Una versione grottesca“. Così Roberta Bruzzone bolla il movente delineato dai tre imputati dell’omicidio di Laura Ziliani, ex vigilessa di Temù uccisa nel maggio 2021, ritenendo il loro racconto poco credibile. Anzitutto, secondo la criminologa che ha approfondito il caso nel suo canale YouTube, non è possibile ammettere come verosimile l’idea che la vittima volesse ucciderli. Le figlie di Laura Ziliani, infatti, in aula durante il processo che si celebra a carico del “trio diabolico” in Corte d’Assise a Brescia, hanno dichiarato di aver agito contro la donna perché convinte che lei volesse assassinare. In particolare avvelenandole con della candeggina nel latte. Per questo, secondo il loro resoconto, l’avrebbero “anticipata” disfandosi di lei dopo vari tentativi andati a vuoto.



Secondo la criminologa Bruzzone, il processo non avrà tempi lunghissimi anche alla luce delle loro confessioni: “Fondamentalmente siamo già all’esame degli imputati. Hanno reso versioni abbastanza coerenti tra loro ma hanno distinto le loro posizioni dal punto di vista processuale e adesso si sono affidati ad avvocati diversi, contrariamente a quanto accaduto nella fase precedente in cui tutti e tre erano rappresentati dal medesimo collegio difensivo“. Alla sbarra le figlie della donna, Silvia e Paola Zani, e l’uomo con cui entrambe avrebbero avuto una relazione, Mirto Milani.



Omicidio Laura Ziliani, Bruzzone sul presunto movente: “Elemento maggiormente discutibile”

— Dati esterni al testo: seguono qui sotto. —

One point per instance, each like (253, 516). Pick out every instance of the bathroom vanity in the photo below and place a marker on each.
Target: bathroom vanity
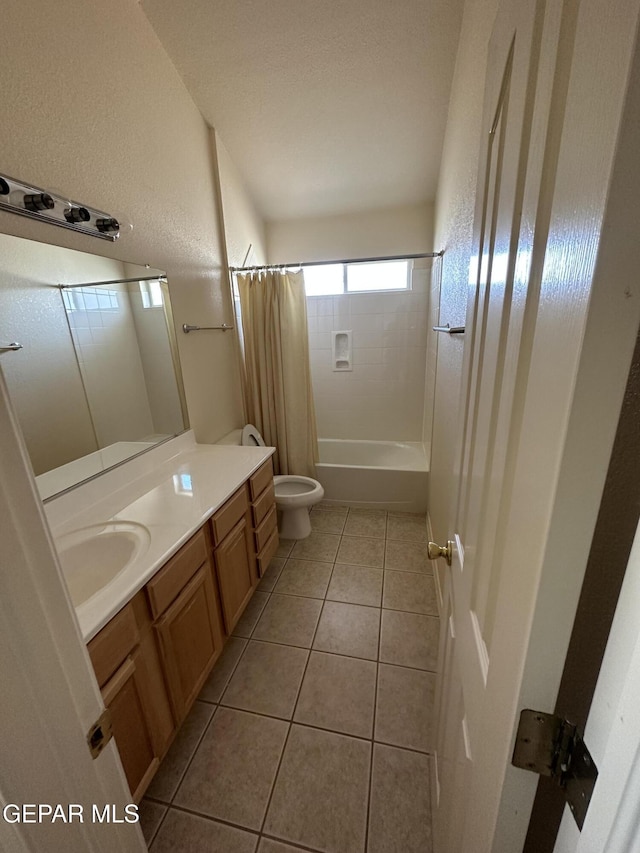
(155, 629)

La criminologa Bruzzone si sofferma in particolare su quello che, a suo avviso, sarebbe “l’elemento maggiormente discutibile” nella versione degli imputati in merito all’omicidio di Laura Ziliani: il presunto movente. Le figlie della donna sostengono di aver maturato la convinzione che la madre volesse uccidere non solo loro, ma anche la terza figlia, affetta da disabilità, alla quale invece Laura Ziliani era molto legata. Nel corso dell’udienza di fine marzo scorso davanti alla Corte d’Assise di Brescia, riporta Ansa, la maggiore, Silvia Zani, ha dichiarato quanto segue: “Quando ho ucciso mia madre, ero convinta al 300 per cento che lei volesse avvelenarci. Ci avrei messo la mano sul fuoco. Ora, dopo tanti mesi in carcere, non sono più così sicura. Eravamo spaventatissimi. Voleva uccidere noi due sorelle e Mirto sarebbe stato un danno collaterale“.



Addirittura sono arrivate ad inventarsi” questa storia, ha sottolineato Bruzzone definendola una “invenzione becera”, con lo scopo di “attribuire a Laura Ziliani una serie di tentativi di avvelenamento” ai loro danni. “Sono tutte informazioni che non hanno mai trovato alcun riscontro, che ritengo abbastanza ignobili – ha aggiunto la criminologa -. L’idea di trasformare la vittima in una sorta di aguzzina, quando dagli atti emerge un quadro esattamente opposto a quello che i tre rappresentano, la trovo una scelta difensiva veramente discutibile. Il tipo di capo di imputazione per loro è coerente con una condanna all’ergastolo, questo è il destino processuale di tutti e tre”.